He was a handsome man, too, this Count Cadillac, with his shining, black eyes, blacker mustache and imperial, gleaming teeth, and clear, white skin. And his manners were faultless, his dress perfect without being foppish.

Nick greeted Mrs. Kane, and acknowledged the introductions while the yacht was backing into the river; and then, turning to Kane, while he accepted one of the deck-chairs, he remarked:

“Now, Max, give us the pirate story.”

“You will understand, before I finish,” said Kane, “why I insisted upon your coming here before I told it. I wanted witnesses to support my statements, for I have an idea that you wouldn’t believe my unsupported word about this affair.”

“Oh, yes——”

“Wait. You haven’t heard the story yet. It’s really the most incredible thing you ever heard of, from beginning to end. I’ll give you my word that I wouldn’t believe a word of it if I hadn’t seen it with my own eyes.”
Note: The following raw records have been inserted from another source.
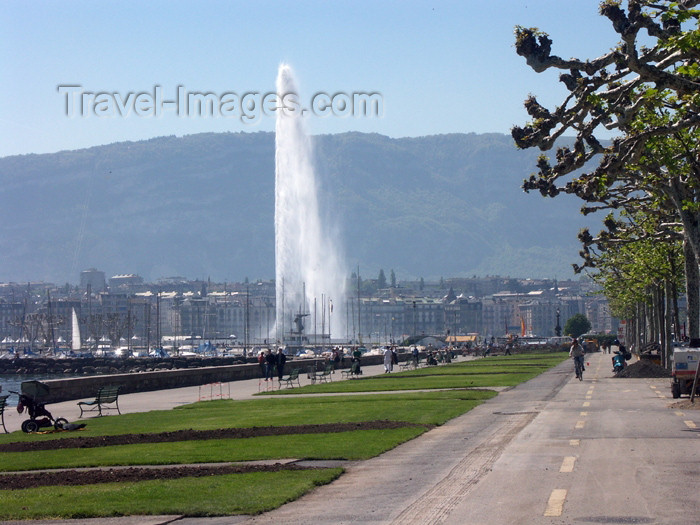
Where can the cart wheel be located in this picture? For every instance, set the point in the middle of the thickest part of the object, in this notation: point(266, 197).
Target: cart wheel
point(30, 426)
point(676, 390)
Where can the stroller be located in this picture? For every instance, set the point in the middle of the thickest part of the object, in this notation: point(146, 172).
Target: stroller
point(39, 417)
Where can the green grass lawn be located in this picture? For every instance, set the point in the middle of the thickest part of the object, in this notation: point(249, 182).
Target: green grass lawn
point(226, 495)
point(241, 493)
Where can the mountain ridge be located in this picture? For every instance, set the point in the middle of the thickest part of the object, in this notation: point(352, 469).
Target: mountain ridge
point(202, 206)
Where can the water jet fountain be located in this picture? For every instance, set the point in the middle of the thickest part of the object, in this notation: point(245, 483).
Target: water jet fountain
point(309, 271)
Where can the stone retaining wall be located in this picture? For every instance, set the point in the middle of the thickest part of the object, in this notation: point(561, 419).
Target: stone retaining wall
point(77, 388)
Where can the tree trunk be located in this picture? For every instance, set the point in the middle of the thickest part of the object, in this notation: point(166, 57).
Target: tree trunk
point(692, 288)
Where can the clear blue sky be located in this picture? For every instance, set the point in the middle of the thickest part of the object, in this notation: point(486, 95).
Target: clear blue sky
point(441, 67)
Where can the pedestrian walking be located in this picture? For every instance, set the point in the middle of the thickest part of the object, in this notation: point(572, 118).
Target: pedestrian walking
point(281, 360)
point(270, 363)
point(388, 360)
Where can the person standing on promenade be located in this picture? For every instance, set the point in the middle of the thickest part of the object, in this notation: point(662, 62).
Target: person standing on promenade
point(388, 360)
point(270, 362)
point(576, 353)
point(281, 360)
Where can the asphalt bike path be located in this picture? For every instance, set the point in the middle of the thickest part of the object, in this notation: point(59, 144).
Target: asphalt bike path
point(551, 450)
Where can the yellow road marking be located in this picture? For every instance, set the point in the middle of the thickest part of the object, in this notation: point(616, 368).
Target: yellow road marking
point(568, 464)
point(555, 505)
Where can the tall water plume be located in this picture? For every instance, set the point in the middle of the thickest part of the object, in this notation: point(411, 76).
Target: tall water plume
point(308, 262)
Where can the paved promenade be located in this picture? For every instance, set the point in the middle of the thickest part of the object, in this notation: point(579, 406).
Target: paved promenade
point(554, 450)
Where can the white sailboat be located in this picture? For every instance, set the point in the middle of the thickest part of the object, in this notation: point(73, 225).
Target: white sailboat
point(75, 340)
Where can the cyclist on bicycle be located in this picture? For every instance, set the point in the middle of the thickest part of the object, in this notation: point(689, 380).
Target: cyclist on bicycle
point(576, 353)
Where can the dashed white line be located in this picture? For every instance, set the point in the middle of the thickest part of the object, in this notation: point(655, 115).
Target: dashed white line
point(555, 505)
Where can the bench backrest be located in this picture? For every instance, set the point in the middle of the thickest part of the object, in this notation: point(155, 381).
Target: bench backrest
point(108, 394)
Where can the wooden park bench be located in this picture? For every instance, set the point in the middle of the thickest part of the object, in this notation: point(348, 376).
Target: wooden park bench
point(106, 395)
point(409, 364)
point(326, 374)
point(3, 404)
point(353, 371)
point(311, 374)
point(291, 378)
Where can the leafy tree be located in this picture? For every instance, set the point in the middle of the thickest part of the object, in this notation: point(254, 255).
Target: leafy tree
point(649, 94)
point(577, 325)
point(381, 280)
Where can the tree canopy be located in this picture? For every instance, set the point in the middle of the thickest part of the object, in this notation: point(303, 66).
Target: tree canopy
point(646, 90)
point(577, 325)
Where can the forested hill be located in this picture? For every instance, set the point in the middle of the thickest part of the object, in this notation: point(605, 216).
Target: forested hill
point(202, 206)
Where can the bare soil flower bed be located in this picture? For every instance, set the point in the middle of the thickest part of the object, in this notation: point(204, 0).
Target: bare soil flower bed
point(15, 481)
point(191, 435)
point(130, 474)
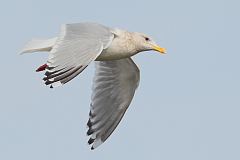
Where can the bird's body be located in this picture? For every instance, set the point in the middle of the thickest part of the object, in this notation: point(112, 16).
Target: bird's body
point(116, 77)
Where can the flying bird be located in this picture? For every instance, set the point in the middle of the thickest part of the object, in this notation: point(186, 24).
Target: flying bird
point(116, 75)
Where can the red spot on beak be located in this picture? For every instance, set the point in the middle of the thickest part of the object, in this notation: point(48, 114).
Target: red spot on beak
point(42, 68)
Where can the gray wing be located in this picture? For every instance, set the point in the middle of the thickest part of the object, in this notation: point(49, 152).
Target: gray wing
point(77, 45)
point(114, 86)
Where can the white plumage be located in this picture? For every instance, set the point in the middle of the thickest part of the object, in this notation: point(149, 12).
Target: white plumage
point(116, 77)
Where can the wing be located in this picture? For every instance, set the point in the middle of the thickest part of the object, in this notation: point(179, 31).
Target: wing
point(77, 45)
point(114, 86)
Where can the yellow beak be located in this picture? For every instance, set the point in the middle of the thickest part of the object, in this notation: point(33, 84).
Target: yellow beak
point(160, 49)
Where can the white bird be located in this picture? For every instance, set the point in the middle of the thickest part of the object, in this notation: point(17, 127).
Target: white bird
point(116, 76)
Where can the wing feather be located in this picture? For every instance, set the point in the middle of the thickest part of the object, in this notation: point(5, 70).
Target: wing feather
point(114, 86)
point(77, 45)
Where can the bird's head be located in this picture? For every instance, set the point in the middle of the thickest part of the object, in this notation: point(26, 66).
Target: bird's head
point(145, 43)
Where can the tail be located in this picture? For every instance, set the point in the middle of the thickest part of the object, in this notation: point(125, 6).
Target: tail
point(37, 45)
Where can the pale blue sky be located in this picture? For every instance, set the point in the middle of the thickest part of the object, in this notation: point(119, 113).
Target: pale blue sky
point(187, 105)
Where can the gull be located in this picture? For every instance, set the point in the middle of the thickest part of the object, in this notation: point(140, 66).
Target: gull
point(116, 75)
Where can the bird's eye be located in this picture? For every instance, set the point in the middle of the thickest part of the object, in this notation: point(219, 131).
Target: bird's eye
point(147, 39)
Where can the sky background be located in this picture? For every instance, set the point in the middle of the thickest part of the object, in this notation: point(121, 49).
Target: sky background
point(186, 107)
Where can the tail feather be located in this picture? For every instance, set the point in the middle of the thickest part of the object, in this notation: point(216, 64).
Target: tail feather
point(37, 45)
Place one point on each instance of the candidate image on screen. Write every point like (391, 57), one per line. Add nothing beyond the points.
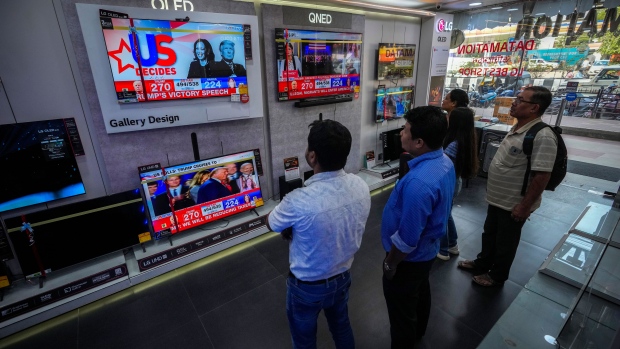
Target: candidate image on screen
(207, 190)
(290, 66)
(173, 60)
(317, 64)
(37, 164)
(203, 57)
(226, 67)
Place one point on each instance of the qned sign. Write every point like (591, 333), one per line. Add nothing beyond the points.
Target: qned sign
(316, 18)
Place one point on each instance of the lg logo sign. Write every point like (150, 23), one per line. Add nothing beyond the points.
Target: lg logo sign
(443, 26)
(177, 4)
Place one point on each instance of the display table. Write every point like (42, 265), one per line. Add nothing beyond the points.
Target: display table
(574, 301)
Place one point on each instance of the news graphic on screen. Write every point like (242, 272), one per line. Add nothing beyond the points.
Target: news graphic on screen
(70, 234)
(156, 60)
(395, 61)
(316, 64)
(185, 196)
(38, 164)
(393, 102)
“It begins promisingly,” said Nick.

“You wait. We left Newport yesterday, about noon, I think; between noon and one o’clock. We loafed along, for nobody was in a hurry, and last night, late in the evening, we ran in at the American Yacht Club anchorage—you know where that is, eh?”

“Yes.”

“We ran in there, and anchored for the night.”

“We were intending to go ashore to call upon some friends who live near there,” said Mrs. Kane; “but we found that it was too late when we arrived, so we gave it up.”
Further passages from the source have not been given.